Sévère, la mise en garde est venue de la vice-présidente de la Commission européenne, Viviane Reding, en visite à Washington dans un climat plombé par les nouvelles révélations sur les collectes massives de données effectuées par l’agence de surveillance américaine (NSA) en Espagne ou en France.
«Les amis et les partenaires ne s’espionnent pas (…). Il est urgent et crucial que nos partenaires américains agissent pour rétablir la confiance», a déclaré Mme Reding, par ailleurs commissaire européenne à la Justice, devant le centre de réflexion du Peterson Institute.
«L’espionnage n’est en aucun cas un vecteur de confiance», a-t-elle ajouté.

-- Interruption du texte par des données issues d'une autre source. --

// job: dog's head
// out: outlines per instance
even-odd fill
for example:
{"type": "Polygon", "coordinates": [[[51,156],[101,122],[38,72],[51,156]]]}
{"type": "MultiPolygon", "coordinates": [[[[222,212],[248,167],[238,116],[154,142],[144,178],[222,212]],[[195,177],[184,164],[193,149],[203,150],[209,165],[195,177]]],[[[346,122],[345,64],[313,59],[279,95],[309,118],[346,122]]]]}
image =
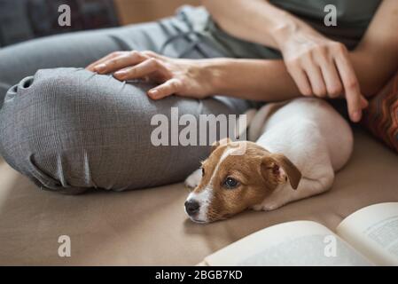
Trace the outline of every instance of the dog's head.
{"type": "Polygon", "coordinates": [[[253,142],[223,139],[213,145],[202,162],[202,178],[188,196],[185,211],[198,223],[225,219],[261,203],[282,184],[290,182],[296,189],[300,178],[283,154],[253,142]],[[242,148],[244,154],[235,154],[242,148]]]}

Dans ce contexte, la dirigeante européenne a relevé que la question de la protection des données personnelles sur internet pourrait être plus que jamais un point d’achoppement des discussions transatlantiques, lancées avec peine en juillet sous l’impulsion du président américain Barack Obama.
C’est un des sujets qui pourraient «facilement faire dérailler» les discussions, a-t-elle prévenu, estimant que cette question devait être traitée à part, afin de mieux protéger les données des utilisateurs européens des géants américains de l’internet (Google, Facebook, Twitter…).
Face au risque d’embrasement, Washington a tenté de circonscrire l’incendie mardi en s’efforçant d’isoler le traité de libre-échange du scandale de l’espionnage, qui a récemment pris de l’ampleur avec les révélations sur une mise sur écoute de la chancelière allemande Angela Merkel.
«Les discussions sur les activités de surveillance de la NSA sont distinctes de nos négociations commerciales», a déclaré à l’AFP une porte-parole de représentation du Commerce extérieur américain (USTR), chargée des discussions avec les Européens.
«Il serait malheureux que ces questions –aussi importantes soient-elles– nous détournent de notre objectif commun de négocier un accord de grande qualité pour le XXIe siècle», a-t-elle ajouté, sous couvert de l’anonymat.
Cette porte-parole en a profité pour prendre la défense d’un accord qui doit permettre, selon elle, d’augmenter «les investissements bilatéraux», de «soutenir» l’emploi et de renforcer la «compétitivité internationale» des deux blocs.
«Parasitées»
Ce n’est pas la première fois que ces discussions, qui visent à créer une des plus grandes zones de libre-échange sur le globe, sont parasitées par les questions d’espionnage.
Avant l’été, la France avait menacé de suspendre «temporairement» les discussions après des révélations dans la presse accusant la NSA d’avoir espionné les bureaux de l’Union européenne à Washington et aux Nations Unies.
Déjà refroidi par les menaces pesant sur son exception culturelle, Paris s’était finalement rallié à une solution de compromis alors proposée par Berlin.
Âprement discuté au sein de l’Union européenne, l’accord de libre-échange, qui vise à supprimer les barrières douanières et réglementaires entre les deux blocs, n’en est pas à sa première avanie.
Le deuxième round de discussions, qui devait s’ouvrir début octobre à Bruxelles, a été reporté sine die en raison de la fermeture partielle de l’administration américaine sur fond de paralysie budgétaire.
Les deux parties assurent que les négociations doivent reprendre sous peu mais aucune date n’a encore officiellement été fixée.
«Les discussions avec les États-Unis sont toujours en cours», s’est contenté d’indiquer un porte-parole de la Commission européenne.
Le premier round, qui s’était achevé mi-juillet à Washington, avait été jugé «productif» par les deux blocs même s’il avait mis en évidence des «zones de divergence», notamment sur l’agriculture.